关键词：镍基非晶合金；激活能；热稳定性；拉伸强度

(Edited by Xiang-qun LI)

Foundation item: Project (50774098) supported by the National Natural Science Foundation of China; Project (50721003) supported by Creative Research Group of the National Natural Science Foundation of China; Project (CX2013B054) supported by the Innovative Research Project for Postgraduates in Hunan Province, China

Corresponding author: Yun-zhu MA; Tel: +86-731-88877825; E-mail: zhuzipm@csu.edu.cn

DOI: 10.1016/S1003-6326(15)63760-8

Abstract: A novel Ni-based metallic glass, i.e., Ni_68.6W_17.9B_13.5 (mole fraction, %), was prepared using melt spinning method.

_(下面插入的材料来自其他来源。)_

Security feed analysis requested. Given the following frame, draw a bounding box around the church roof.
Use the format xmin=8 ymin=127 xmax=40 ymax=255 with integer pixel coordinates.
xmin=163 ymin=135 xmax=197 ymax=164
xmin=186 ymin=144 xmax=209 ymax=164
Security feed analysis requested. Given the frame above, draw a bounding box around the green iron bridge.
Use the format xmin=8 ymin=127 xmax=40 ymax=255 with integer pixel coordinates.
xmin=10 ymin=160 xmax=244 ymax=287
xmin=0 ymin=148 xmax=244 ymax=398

The results showed that the element B has much effect on the glass forming ability of the Ni-W-B metallic glass. Ni-W-B metallic glass could not be fabricated with lower content of B, whereas a higher content of 13.5% B could easily lead to the fully amorphous structure. The glass transition temperature and the onset temperature of crystallization are as high as 768 K and 781.5 K, respectively, and the crystallization activation energy calculated by Ozawa model is (637±60) kJ/mol, which showed strong thermal stability of Ni_68.6W_17.9B_13.5 metallic glass. This novel Ni-based metallic glass also exhibited good mechanical properties with the tensile strength of about 2331 MPa. The results indicate that this metallic glass should have a promising application in high strength material.